Esta semana, el gobierno del Presidente Kast encendió un debate urgente con el proyecto “Escuelas Protegidas”. Entre sus medidas, la inhabilidad para acceder a la gratuidad universitaria a personas condenadas por sentencia firme por delitos que atenten contra la vida, la integridad física o psíquica de las personas, o contra la propiedad o la infraestructura pública. El proyecto busca disuadir delitos en contextos educativos.

La intención declarada tiene sentido político. El efecto real podría ser el contrario: cerrarle la puerta de la universidad y del futuro, precisamente a quienes más necesitan que esa puerta permanezca abierta. Para entender por qué esta medida es un error de política pública, hay que apoyarse de la evidencia.

Tratar el delito juvenil como un problema de valores individuales, y la sanción como su corrección natural, es una visión que no da cuenta con lo que sucede, los niños y adolescentes que se suman al crimen organizado, por ejemplo, aceptan participar por la retribución económica y el sentido de pertenencia, porque lo que reciben a cambio es una alternativa a las condiciones de precariedad y falta de proyección en que viven. Los grupos criminales se validan al satisfacer necesidades y adoptar el rol de benefactor en entornos de alta vulnerabilidad social. Las políticas educativas actuales han consolidado al sistema educativo regular en un sistema segregado y excluyente, donde los adolescentes infractores de ley no tienen cabida y por lo tanto desertan en su mayoría al iniciar la enseñanza media, complejizando su trayectoria escolar.

La evidencia sobre educación y crimen es robusta e ignorada. Por ejemplo, en Chile, los municipios donde más personas completaron la educación superior tienen tasas de criminalidad significativamente más bajas. La educación no solo transforma a quien la cursa: transforma también el entorno en que vive.

La gratuidad implementada en 2016 tras años de movilización estudiantil, busca que grupos usualmente excluidos ingresen a las universidades, con potenciales efectos redistributivos y de reducción de las disparidades de ingreso entre grupos. Sus resultados son reales, aunque incompletos. La política se centra en el acceso más que en la permanencia, circunscribiéndose a la duración formal de la carrera, y aún no existen suficientes antecedentes sobre la forma en que esta población estudiantil convive con las dificultades persistentes que rodean su experiencia universitaria.

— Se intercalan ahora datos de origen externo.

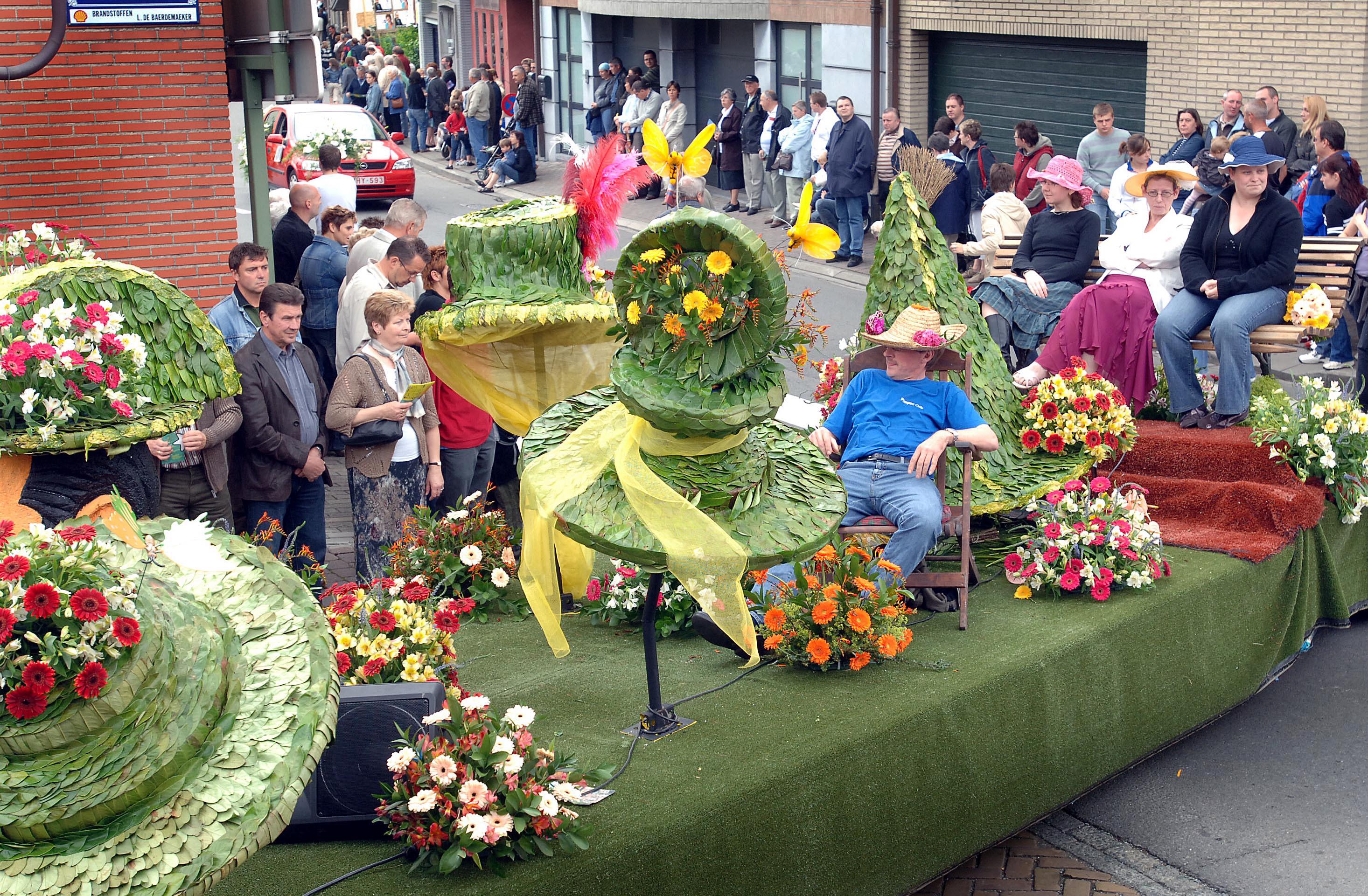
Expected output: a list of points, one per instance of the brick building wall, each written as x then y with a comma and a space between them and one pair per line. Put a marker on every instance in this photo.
125, 136
1196, 51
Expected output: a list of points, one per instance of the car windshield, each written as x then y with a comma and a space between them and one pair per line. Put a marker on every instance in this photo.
359, 125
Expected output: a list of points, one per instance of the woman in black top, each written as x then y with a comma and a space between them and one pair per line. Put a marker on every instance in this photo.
1055, 252
1237, 267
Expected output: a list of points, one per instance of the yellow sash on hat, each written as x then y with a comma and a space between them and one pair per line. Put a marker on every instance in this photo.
704, 557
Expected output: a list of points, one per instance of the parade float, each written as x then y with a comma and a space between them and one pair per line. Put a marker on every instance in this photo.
168, 688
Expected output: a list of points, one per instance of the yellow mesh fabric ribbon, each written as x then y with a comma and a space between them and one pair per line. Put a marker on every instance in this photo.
698, 552
515, 370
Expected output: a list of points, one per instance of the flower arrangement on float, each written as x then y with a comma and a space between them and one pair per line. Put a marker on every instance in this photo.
834, 616
394, 630
1076, 410
482, 790
1320, 434
1310, 308
466, 553
619, 598
1089, 538
68, 618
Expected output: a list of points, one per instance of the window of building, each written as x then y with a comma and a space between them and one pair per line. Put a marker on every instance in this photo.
799, 62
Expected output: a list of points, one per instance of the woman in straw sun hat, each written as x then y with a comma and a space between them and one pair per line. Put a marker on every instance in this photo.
1111, 323
893, 426
1048, 270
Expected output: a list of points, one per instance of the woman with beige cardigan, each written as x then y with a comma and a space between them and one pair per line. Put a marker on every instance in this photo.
386, 480
1005, 215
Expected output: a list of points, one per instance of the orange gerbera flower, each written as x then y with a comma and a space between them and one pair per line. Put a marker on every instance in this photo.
825, 556
818, 650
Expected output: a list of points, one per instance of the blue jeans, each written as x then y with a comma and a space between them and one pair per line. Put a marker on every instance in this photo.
1103, 211
1337, 347
530, 141
1230, 320
479, 137
416, 122
850, 225
303, 511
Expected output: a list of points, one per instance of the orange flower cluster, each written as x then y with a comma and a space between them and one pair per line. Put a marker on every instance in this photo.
834, 616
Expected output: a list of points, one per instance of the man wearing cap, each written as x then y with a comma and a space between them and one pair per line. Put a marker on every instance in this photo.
753, 162
891, 427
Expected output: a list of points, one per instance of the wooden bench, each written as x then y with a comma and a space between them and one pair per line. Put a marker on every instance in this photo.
1325, 260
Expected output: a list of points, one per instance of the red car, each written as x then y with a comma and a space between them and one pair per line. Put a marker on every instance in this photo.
385, 174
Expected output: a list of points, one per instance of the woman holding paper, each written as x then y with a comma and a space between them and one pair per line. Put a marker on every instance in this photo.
388, 479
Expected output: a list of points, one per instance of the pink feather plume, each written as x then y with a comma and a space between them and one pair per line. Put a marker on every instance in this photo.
598, 187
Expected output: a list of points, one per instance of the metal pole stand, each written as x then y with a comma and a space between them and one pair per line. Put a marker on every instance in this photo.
657, 722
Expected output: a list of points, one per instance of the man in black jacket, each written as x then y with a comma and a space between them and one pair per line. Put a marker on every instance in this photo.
1232, 285
282, 441
849, 162
753, 163
294, 234
776, 119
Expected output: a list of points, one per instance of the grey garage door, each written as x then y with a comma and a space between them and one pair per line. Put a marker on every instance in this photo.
1054, 83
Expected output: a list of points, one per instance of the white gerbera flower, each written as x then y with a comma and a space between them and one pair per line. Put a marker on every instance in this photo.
400, 760
442, 771
423, 801
475, 702
519, 716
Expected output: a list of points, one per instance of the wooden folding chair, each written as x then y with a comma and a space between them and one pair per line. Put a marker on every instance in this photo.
956, 519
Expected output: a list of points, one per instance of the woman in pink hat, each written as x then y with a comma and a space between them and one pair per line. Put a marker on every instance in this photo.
1055, 252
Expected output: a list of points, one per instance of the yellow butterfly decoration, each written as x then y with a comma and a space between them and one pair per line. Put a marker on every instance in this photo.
656, 150
818, 241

Entrar no es lo mismo que quedarse. Eso es una crítica legítima. Pero de ahí no se sigue que la solución sea quitar la gratuidad, sino más bien hay que invertir más en permanencia, acompañamiento y condiciones reales de estudio.

La discusión correcta no es a quién excluir, sino cómo lograr que quienes más lo necesitan puedan permanecer y completar estudios superiores. También se ha debatido la posibilidad de limitar la gratuidad a mayores de 30 años, aludiendo al costo fiscal del beneficio, este recorte golpea de manera desproporcionada a las mujeres, ya que son quienes más postergan sus estudios por razones de crianza y cuidado. La ministra de Educación, María Paz Arzola, además señaló que la gratuidad sustituyó en gran medida recursos privados por públicos, cuestionando su impacto real en la equidad de acceso.

Es un argumento que merece debate serio, pero no puede hacerse mirando solo el lado del gasto: debe incorporar también los retornos. La movilidad social generada, la reducción de deuda en familias vulnerables y el aumento del ingreso esperado en el mercado formal, son todos beneficios reales que el Estado deja de contabilizar cuando evalúa la gratuidad solo como línea de egreso en un presupuesto. No contabilizar esos retornos no es rigor fiscal: es una contabilidad incompleta que toma decisiones de política pública como si la educación fuera sólo un gasto y no una inversión.

El problema de fondo es que Chile no tiene una política seria de reinserción educativa para quienes el sistema ya expulsó una vez. Castigar más no reduce el delito. La privación de libertad, sin educación ni proyecto de vida al otro lado, no rehabilita, reproduce.

Chile tiene que decidir qué país quiere ser: uno que castiga dos veces, o uno que apuesta por transformar. La educación superior no es un privilegio, es una de las oportunidades más concretas y menos costosa que una sociedad tiene para no volver a encontrarse con esa persona en una estadística de reincidencia.